One lunch break, she asked about his family.
He froze.
"It's okay," she said quickly. "You don't have to answer. I just figured we should know more than our lunch orders."
"My parents work a lot," he finally said. "I live with my grandmother most of the time."
"She teaches you how to make those sandwiches?"
He nodded.
"Tell her they're good," she said. "Especially the egg one. And the one with tofu and mustard? Weird, but I'd fight for it."
He smiled before he could stop it.
She nudged his elbow. "See? You do have expressions."
He ducked his head, ears warm.
She didn't tease him. Not really. Her voice didn't carry mockery—just casual acceptance. Like every version of him was fine with her. Quiet. Nervous. Awkward. It didn't matter.
She was still here.
And it wasn't just during lunch anymore.
She started walking him to the gate after school. Not every day. Just the ones where the clouds looked heavy, or the hallway rumours felt meaner than usual. He didn't ask for it. She just appeared, bag slung over one shoulder, daring anyone with her eyes to even think about causing trouble.

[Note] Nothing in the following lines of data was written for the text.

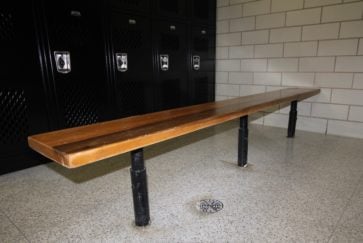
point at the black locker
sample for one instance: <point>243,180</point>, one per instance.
<point>131,5</point>
<point>75,36</point>
<point>170,41</point>
<point>171,8</point>
<point>132,64</point>
<point>22,93</point>
<point>202,67</point>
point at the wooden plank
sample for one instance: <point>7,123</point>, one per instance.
<point>79,146</point>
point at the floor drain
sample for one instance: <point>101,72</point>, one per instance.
<point>210,205</point>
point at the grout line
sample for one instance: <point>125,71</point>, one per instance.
<point>21,232</point>
<point>345,208</point>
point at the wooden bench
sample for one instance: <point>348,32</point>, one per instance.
<point>83,145</point>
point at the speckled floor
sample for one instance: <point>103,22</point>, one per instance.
<point>306,189</point>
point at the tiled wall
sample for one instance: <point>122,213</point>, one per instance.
<point>264,45</point>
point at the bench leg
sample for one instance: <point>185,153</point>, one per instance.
<point>292,120</point>
<point>139,188</point>
<point>243,141</point>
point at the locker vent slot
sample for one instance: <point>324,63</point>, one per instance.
<point>201,89</point>
<point>80,105</point>
<point>125,39</point>
<point>14,122</point>
<point>6,27</point>
<point>201,44</point>
<point>170,42</point>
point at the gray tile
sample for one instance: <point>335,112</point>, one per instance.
<point>8,232</point>
<point>350,228</point>
<point>295,190</point>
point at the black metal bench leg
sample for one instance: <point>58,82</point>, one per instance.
<point>243,141</point>
<point>139,188</point>
<point>292,120</point>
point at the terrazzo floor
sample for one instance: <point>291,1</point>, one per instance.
<point>307,189</point>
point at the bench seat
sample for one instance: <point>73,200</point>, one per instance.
<point>83,145</point>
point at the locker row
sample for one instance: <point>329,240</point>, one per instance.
<point>73,63</point>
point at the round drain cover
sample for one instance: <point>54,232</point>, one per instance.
<point>210,206</point>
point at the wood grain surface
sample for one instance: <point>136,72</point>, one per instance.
<point>83,145</point>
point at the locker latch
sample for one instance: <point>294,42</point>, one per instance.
<point>164,62</point>
<point>62,61</point>
<point>196,62</point>
<point>121,60</point>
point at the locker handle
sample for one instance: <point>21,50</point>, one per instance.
<point>164,62</point>
<point>62,61</point>
<point>196,62</point>
<point>121,62</point>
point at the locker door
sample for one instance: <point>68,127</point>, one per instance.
<point>132,49</point>
<point>174,8</point>
<point>203,10</point>
<point>133,5</point>
<point>202,75</point>
<point>22,94</point>
<point>171,59</point>
<point>77,60</point>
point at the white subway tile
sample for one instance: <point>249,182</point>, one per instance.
<point>316,3</point>
<point>311,124</point>
<point>342,12</point>
<point>303,108</point>
<point>283,65</point>
<point>254,65</point>
<point>358,81</point>
<point>346,96</point>
<point>221,52</point>
<point>242,24</point>
<point>251,89</point>
<point>232,39</point>
<point>255,37</point>
<point>320,32</point>
<point>351,29</point>
<point>221,77</point>
<point>360,51</point>
<point>267,78</point>
<point>220,97</point>
<point>221,3</point>
<point>241,51</point>
<point>330,111</point>
<point>256,8</point>
<point>227,90</point>
<point>303,17</point>
<point>316,64</point>
<point>338,47</point>
<point>285,5</point>
<point>356,113</point>
<point>323,96</point>
<point>270,50</point>
<point>270,21</point>
<point>222,26</point>
<point>345,128</point>
<point>229,12</point>
<point>334,80</point>
<point>228,65</point>
<point>285,34</point>
<point>349,64</point>
<point>298,79</point>
<point>300,49</point>
<point>240,77</point>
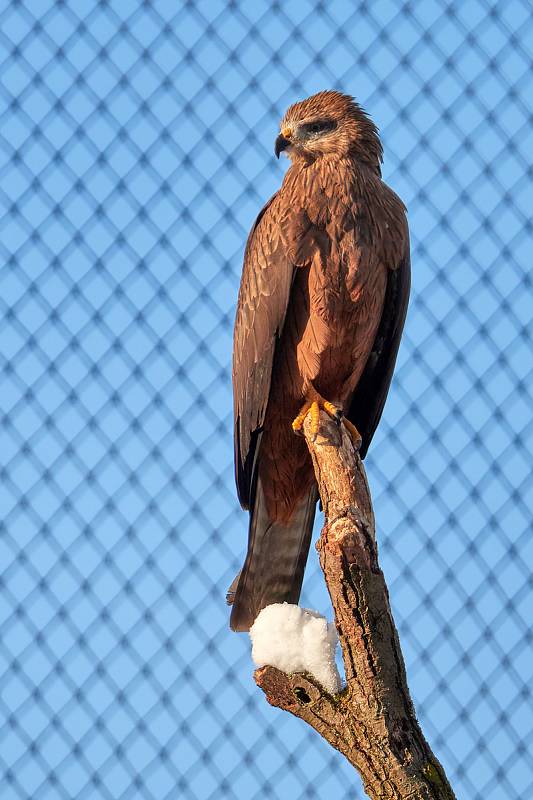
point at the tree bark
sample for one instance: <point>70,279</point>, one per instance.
<point>372,722</point>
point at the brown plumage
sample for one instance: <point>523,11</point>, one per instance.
<point>321,308</point>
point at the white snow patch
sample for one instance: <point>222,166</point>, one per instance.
<point>295,639</point>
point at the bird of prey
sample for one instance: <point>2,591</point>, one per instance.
<point>321,308</point>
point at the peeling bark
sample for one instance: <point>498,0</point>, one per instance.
<point>372,722</point>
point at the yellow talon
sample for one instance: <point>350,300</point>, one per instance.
<point>332,410</point>
<point>298,423</point>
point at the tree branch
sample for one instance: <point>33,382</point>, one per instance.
<point>372,722</point>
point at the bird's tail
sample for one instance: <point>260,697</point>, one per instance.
<point>275,562</point>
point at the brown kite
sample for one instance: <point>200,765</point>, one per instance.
<point>320,313</point>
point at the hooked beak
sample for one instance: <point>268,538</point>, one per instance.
<point>281,144</point>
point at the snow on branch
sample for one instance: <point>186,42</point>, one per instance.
<point>372,721</point>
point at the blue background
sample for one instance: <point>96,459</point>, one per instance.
<point>136,149</point>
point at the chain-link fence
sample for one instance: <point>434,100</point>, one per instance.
<point>136,150</point>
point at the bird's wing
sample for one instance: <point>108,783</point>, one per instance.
<point>261,308</point>
<point>371,392</point>
<point>282,239</point>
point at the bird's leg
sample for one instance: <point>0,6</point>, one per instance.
<point>356,437</point>
<point>313,407</point>
<point>298,422</point>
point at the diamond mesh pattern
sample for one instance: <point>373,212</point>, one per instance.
<point>136,150</point>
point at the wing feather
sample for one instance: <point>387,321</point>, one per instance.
<point>261,308</point>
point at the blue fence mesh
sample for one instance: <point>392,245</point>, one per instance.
<point>136,150</point>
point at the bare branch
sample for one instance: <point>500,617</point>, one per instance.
<point>372,722</point>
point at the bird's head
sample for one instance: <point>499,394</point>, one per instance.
<point>329,124</point>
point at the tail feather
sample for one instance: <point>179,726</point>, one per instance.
<point>275,562</point>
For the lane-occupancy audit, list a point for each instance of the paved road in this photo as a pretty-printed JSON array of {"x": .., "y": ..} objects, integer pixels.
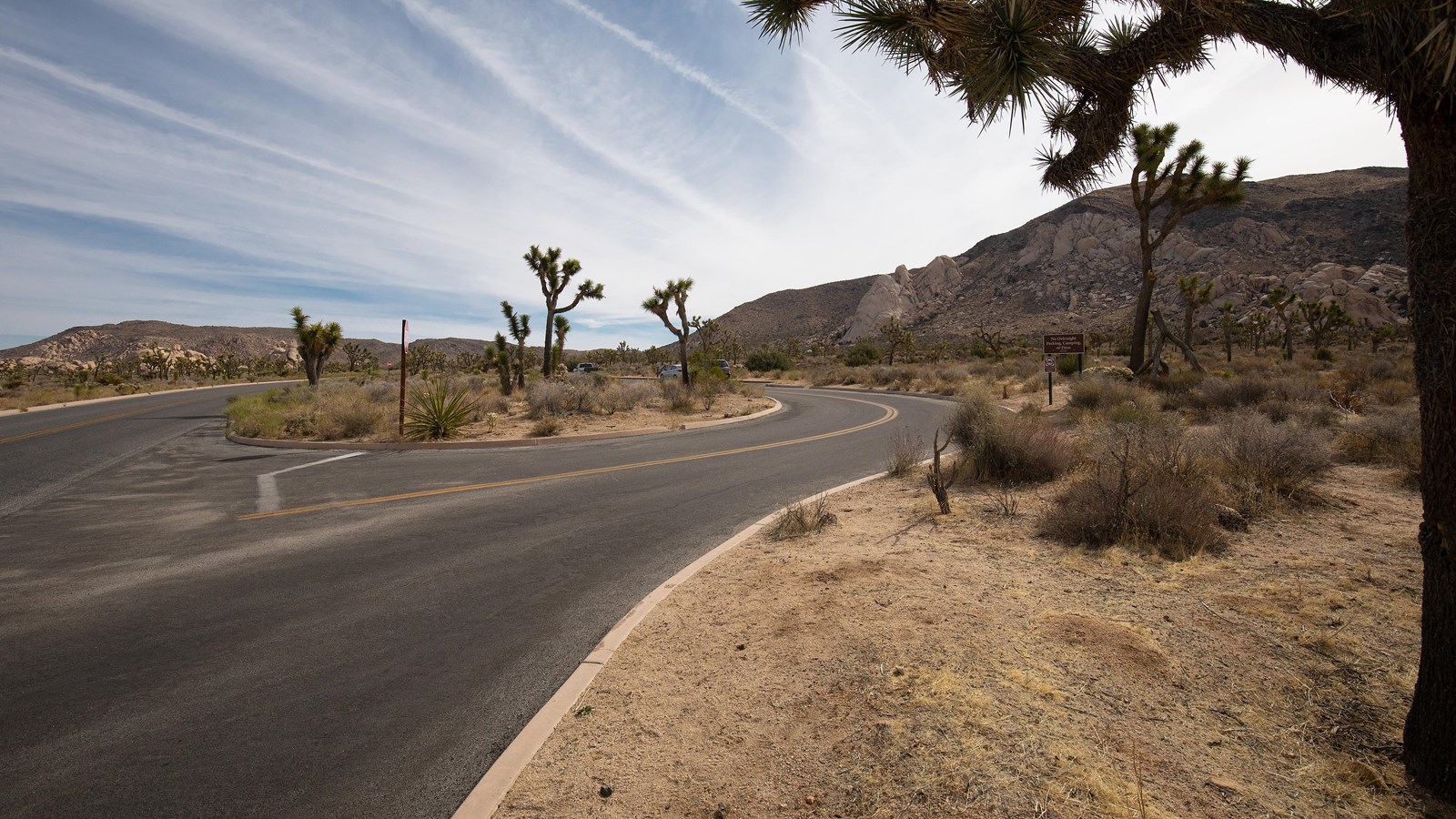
[{"x": 198, "y": 629}]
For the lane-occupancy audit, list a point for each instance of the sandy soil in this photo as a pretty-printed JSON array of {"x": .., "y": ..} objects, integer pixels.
[
  {"x": 519, "y": 424},
  {"x": 903, "y": 663}
]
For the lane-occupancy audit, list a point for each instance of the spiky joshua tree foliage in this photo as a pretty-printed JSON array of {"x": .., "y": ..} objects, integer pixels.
[
  {"x": 521, "y": 329},
  {"x": 1089, "y": 73},
  {"x": 317, "y": 341},
  {"x": 673, "y": 299},
  {"x": 555, "y": 276}
]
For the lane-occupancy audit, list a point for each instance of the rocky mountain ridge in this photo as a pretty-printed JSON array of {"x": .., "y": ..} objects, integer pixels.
[{"x": 1337, "y": 237}]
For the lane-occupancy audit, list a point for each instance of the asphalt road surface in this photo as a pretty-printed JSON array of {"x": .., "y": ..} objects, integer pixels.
[{"x": 191, "y": 627}]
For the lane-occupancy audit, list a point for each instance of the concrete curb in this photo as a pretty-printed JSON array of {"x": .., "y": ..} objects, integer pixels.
[
  {"x": 109, "y": 398},
  {"x": 501, "y": 443},
  {"x": 491, "y": 790}
]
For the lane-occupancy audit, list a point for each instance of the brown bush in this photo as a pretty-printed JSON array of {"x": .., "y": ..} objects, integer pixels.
[
  {"x": 1021, "y": 448},
  {"x": 1264, "y": 464}
]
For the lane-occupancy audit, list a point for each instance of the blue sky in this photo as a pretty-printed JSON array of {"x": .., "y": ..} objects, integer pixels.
[{"x": 218, "y": 162}]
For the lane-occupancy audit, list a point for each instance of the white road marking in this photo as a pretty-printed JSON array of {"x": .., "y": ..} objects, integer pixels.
[{"x": 268, "y": 487}]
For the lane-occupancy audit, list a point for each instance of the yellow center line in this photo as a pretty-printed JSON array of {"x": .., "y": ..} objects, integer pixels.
[
  {"x": 890, "y": 414},
  {"x": 51, "y": 430}
]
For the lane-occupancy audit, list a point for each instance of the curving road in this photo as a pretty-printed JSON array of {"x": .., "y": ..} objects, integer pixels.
[{"x": 191, "y": 627}]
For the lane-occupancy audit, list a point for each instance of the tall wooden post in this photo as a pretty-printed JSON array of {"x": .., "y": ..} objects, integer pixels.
[{"x": 404, "y": 369}]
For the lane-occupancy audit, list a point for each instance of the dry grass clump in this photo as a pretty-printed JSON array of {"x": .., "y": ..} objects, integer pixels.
[
  {"x": 1143, "y": 487},
  {"x": 1390, "y": 438},
  {"x": 1101, "y": 392},
  {"x": 905, "y": 452},
  {"x": 801, "y": 518},
  {"x": 1264, "y": 464},
  {"x": 332, "y": 411}
]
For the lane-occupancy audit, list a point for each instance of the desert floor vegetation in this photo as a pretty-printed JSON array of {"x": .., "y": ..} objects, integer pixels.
[
  {"x": 1184, "y": 596},
  {"x": 342, "y": 410},
  {"x": 909, "y": 663}
]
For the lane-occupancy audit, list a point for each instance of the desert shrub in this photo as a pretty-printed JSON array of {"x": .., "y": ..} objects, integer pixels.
[
  {"x": 1099, "y": 392},
  {"x": 382, "y": 392},
  {"x": 1264, "y": 464},
  {"x": 437, "y": 411},
  {"x": 1235, "y": 392},
  {"x": 905, "y": 452},
  {"x": 1387, "y": 438},
  {"x": 623, "y": 397},
  {"x": 764, "y": 360},
  {"x": 1142, "y": 489},
  {"x": 548, "y": 398},
  {"x": 801, "y": 518},
  {"x": 346, "y": 413},
  {"x": 676, "y": 397},
  {"x": 1021, "y": 448},
  {"x": 546, "y": 428}
]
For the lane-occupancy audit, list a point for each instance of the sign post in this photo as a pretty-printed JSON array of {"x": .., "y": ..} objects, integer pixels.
[
  {"x": 1060, "y": 344},
  {"x": 404, "y": 351}
]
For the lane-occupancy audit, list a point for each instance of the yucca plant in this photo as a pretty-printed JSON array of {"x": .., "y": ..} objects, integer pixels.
[{"x": 437, "y": 413}]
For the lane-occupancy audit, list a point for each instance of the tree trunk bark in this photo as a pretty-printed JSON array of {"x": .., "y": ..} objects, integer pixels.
[
  {"x": 1145, "y": 302},
  {"x": 546, "y": 350},
  {"x": 1431, "y": 238}
]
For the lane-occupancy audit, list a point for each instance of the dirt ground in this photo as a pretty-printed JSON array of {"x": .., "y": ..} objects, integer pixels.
[{"x": 905, "y": 663}]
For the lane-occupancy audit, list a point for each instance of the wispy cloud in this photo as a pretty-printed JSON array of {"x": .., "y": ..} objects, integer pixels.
[{"x": 217, "y": 162}]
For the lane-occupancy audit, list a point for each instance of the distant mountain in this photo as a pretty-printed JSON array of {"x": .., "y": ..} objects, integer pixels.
[
  {"x": 128, "y": 339},
  {"x": 1336, "y": 235}
]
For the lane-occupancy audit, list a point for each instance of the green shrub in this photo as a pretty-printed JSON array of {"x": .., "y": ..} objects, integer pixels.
[
  {"x": 764, "y": 360},
  {"x": 1143, "y": 490},
  {"x": 546, "y": 428},
  {"x": 437, "y": 411}
]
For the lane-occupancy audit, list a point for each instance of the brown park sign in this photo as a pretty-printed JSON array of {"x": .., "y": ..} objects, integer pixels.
[{"x": 1063, "y": 343}]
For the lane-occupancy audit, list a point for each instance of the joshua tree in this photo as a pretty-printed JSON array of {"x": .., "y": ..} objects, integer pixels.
[
  {"x": 356, "y": 354},
  {"x": 521, "y": 329},
  {"x": 555, "y": 276},
  {"x": 673, "y": 298},
  {"x": 502, "y": 363},
  {"x": 562, "y": 329},
  {"x": 1259, "y": 325},
  {"x": 1172, "y": 189},
  {"x": 1194, "y": 293},
  {"x": 1089, "y": 73},
  {"x": 1321, "y": 318},
  {"x": 317, "y": 341},
  {"x": 1283, "y": 303}
]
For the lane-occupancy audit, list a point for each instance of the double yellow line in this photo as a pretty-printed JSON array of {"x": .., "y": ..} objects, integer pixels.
[
  {"x": 51, "y": 430},
  {"x": 890, "y": 413}
]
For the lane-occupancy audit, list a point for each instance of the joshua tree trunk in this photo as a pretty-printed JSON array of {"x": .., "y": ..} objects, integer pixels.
[
  {"x": 1431, "y": 131},
  {"x": 1145, "y": 303}
]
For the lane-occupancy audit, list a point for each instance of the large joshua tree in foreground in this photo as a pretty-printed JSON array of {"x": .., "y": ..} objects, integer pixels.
[
  {"x": 317, "y": 343},
  {"x": 1012, "y": 56},
  {"x": 1164, "y": 193},
  {"x": 555, "y": 276},
  {"x": 673, "y": 299}
]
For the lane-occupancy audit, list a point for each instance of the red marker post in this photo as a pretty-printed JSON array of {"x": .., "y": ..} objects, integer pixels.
[{"x": 404, "y": 353}]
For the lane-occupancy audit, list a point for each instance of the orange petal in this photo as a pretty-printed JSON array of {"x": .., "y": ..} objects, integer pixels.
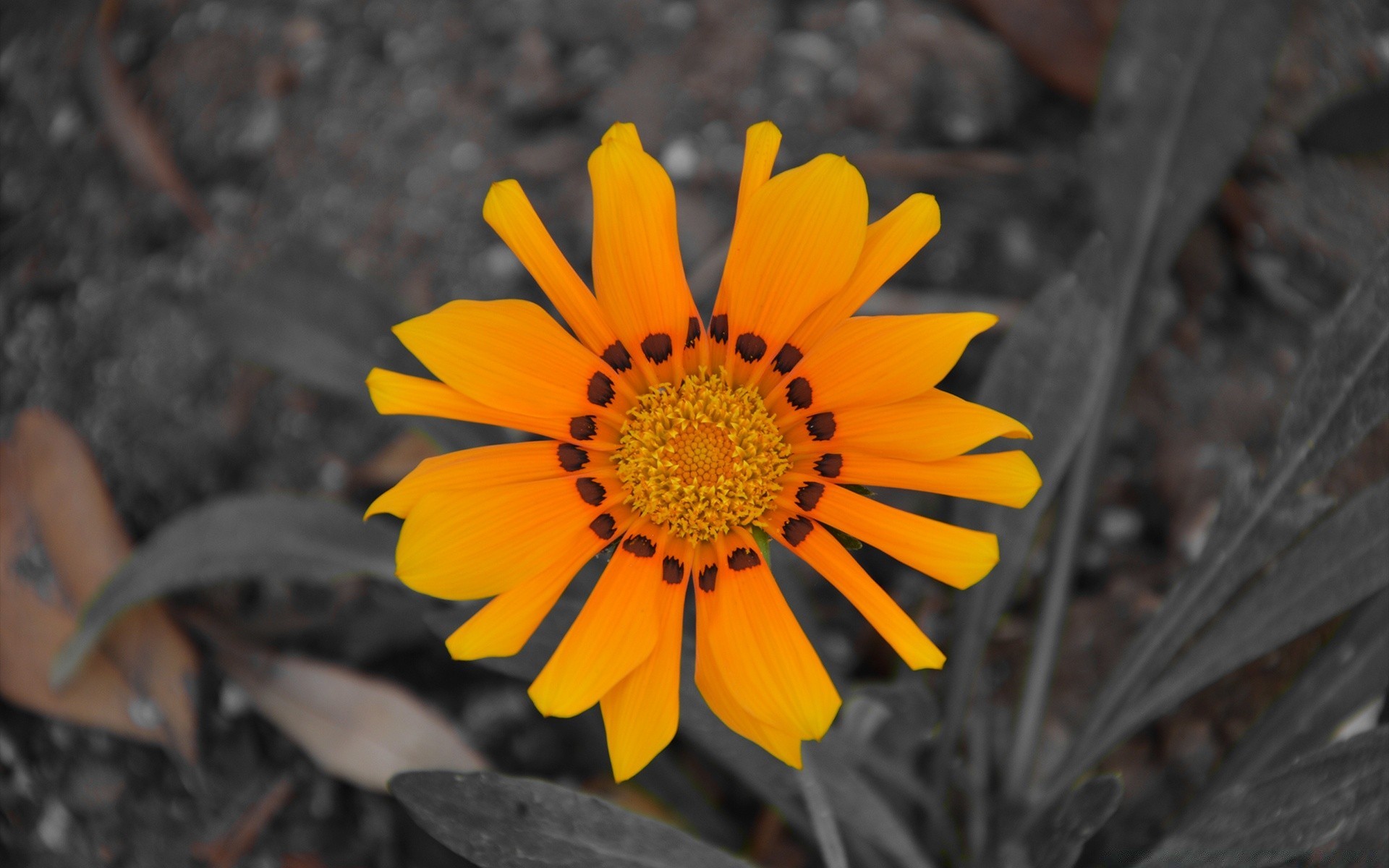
[
  {"x": 502, "y": 626},
  {"x": 889, "y": 244},
  {"x": 714, "y": 688},
  {"x": 1005, "y": 478},
  {"x": 486, "y": 466},
  {"x": 614, "y": 632},
  {"x": 955, "y": 556},
  {"x": 821, "y": 550},
  {"x": 878, "y": 360},
  {"x": 763, "y": 655},
  {"x": 642, "y": 712},
  {"x": 513, "y": 356},
  {"x": 637, "y": 253},
  {"x": 927, "y": 428},
  {"x": 403, "y": 395},
  {"x": 474, "y": 543},
  {"x": 797, "y": 244},
  {"x": 510, "y": 214}
]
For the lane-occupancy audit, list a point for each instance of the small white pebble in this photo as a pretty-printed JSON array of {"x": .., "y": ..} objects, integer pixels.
[{"x": 681, "y": 158}]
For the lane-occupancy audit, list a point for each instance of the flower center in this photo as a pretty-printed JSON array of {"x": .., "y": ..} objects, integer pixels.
[{"x": 702, "y": 459}]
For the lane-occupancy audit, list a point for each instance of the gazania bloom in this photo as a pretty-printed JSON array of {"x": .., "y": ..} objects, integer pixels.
[{"x": 677, "y": 443}]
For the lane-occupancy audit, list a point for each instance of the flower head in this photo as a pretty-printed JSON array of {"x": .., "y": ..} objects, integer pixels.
[{"x": 679, "y": 442}]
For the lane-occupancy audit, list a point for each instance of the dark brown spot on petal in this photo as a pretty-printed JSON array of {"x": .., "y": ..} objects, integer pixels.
[
  {"x": 673, "y": 571},
  {"x": 584, "y": 427},
  {"x": 617, "y": 357},
  {"x": 658, "y": 347},
  {"x": 593, "y": 493},
  {"x": 742, "y": 558},
  {"x": 573, "y": 457},
  {"x": 640, "y": 546},
  {"x": 809, "y": 495},
  {"x": 797, "y": 529},
  {"x": 786, "y": 359},
  {"x": 706, "y": 576},
  {"x": 830, "y": 464},
  {"x": 821, "y": 425},
  {"x": 600, "y": 389},
  {"x": 603, "y": 525},
  {"x": 718, "y": 328},
  {"x": 799, "y": 393},
  {"x": 750, "y": 346}
]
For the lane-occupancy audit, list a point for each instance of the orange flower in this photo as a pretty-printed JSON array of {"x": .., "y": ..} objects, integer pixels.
[{"x": 676, "y": 442}]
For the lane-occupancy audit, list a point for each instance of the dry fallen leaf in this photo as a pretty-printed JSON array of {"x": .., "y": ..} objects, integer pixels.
[
  {"x": 61, "y": 539},
  {"x": 359, "y": 728},
  {"x": 131, "y": 129},
  {"x": 1061, "y": 41}
]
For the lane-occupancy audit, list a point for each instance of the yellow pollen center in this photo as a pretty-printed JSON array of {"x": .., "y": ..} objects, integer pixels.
[{"x": 702, "y": 459}]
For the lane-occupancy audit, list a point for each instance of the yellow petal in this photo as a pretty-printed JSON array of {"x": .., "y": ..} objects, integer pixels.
[
  {"x": 485, "y": 466},
  {"x": 403, "y": 395},
  {"x": 759, "y": 157},
  {"x": 877, "y": 360},
  {"x": 763, "y": 655},
  {"x": 466, "y": 545},
  {"x": 642, "y": 712},
  {"x": 889, "y": 244},
  {"x": 927, "y": 428},
  {"x": 637, "y": 255},
  {"x": 797, "y": 244},
  {"x": 955, "y": 556},
  {"x": 510, "y": 354},
  {"x": 510, "y": 214},
  {"x": 504, "y": 625},
  {"x": 1005, "y": 478},
  {"x": 714, "y": 688},
  {"x": 614, "y": 632},
  {"x": 821, "y": 550}
]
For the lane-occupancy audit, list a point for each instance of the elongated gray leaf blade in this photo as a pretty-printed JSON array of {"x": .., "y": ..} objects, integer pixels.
[
  {"x": 1155, "y": 176},
  {"x": 1049, "y": 357},
  {"x": 1342, "y": 393},
  {"x": 1339, "y": 564},
  {"x": 1056, "y": 839},
  {"x": 496, "y": 821},
  {"x": 1343, "y": 677},
  {"x": 234, "y": 538},
  {"x": 1320, "y": 801}
]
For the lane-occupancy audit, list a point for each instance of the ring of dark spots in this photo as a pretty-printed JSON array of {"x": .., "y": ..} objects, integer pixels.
[
  {"x": 673, "y": 571},
  {"x": 821, "y": 425},
  {"x": 593, "y": 493},
  {"x": 795, "y": 529},
  {"x": 658, "y": 347},
  {"x": 810, "y": 495},
  {"x": 600, "y": 389},
  {"x": 718, "y": 328},
  {"x": 786, "y": 359},
  {"x": 706, "y": 576},
  {"x": 584, "y": 427},
  {"x": 830, "y": 464},
  {"x": 742, "y": 558},
  {"x": 573, "y": 457},
  {"x": 603, "y": 525},
  {"x": 617, "y": 357},
  {"x": 750, "y": 346},
  {"x": 799, "y": 393}
]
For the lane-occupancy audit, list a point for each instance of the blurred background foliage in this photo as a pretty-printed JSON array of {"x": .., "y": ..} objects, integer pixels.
[{"x": 211, "y": 213}]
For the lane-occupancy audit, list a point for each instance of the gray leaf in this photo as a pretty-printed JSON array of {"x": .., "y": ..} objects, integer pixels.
[
  {"x": 234, "y": 538},
  {"x": 511, "y": 822},
  {"x": 1319, "y": 801}
]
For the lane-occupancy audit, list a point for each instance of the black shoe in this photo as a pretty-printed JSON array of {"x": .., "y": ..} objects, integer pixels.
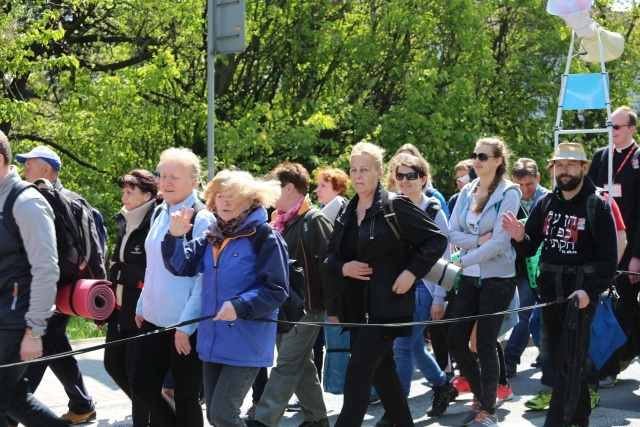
[
  {"x": 442, "y": 396},
  {"x": 320, "y": 423}
]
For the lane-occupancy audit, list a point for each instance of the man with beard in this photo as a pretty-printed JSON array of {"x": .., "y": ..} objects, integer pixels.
[
  {"x": 626, "y": 192},
  {"x": 573, "y": 265}
]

Ren watched her one day as she shoved a locker closed with one knee, bandaged fingers gripping her bento strap.
"You get in fights a lot?" he asked.
Aika shrugged. "Only when it matters."
"And how do you know when it matters?"
She looked at him and said:
"When someone like you flinches."
That night, Ren stayed up past his bedtime.
He couldn't stop thinking about that sentence.
"Someone like you."
He'd never thought of himself as someone worth defending. Someone anyone would fight for.
He was quiet. Weak. Fragile. An easy target.
But not to her.
To her, he was someone worth sitting beside.
Someone worth trading lunches with.
Someone worth guarding—not because he asked, but because she chose to.
He tore a fresh page from his sketchpad.
And for the first time, he drew not just her… but both of them.
Side by side. Silent. Comfortable. Entirely themselves.
The fighter.
The quiet boy.
Lunchbox allies.
And maybe, just maybe…
Friends.
She never promised to protect him.
She just sat beside him—day after day—until no one else dared to push him down again.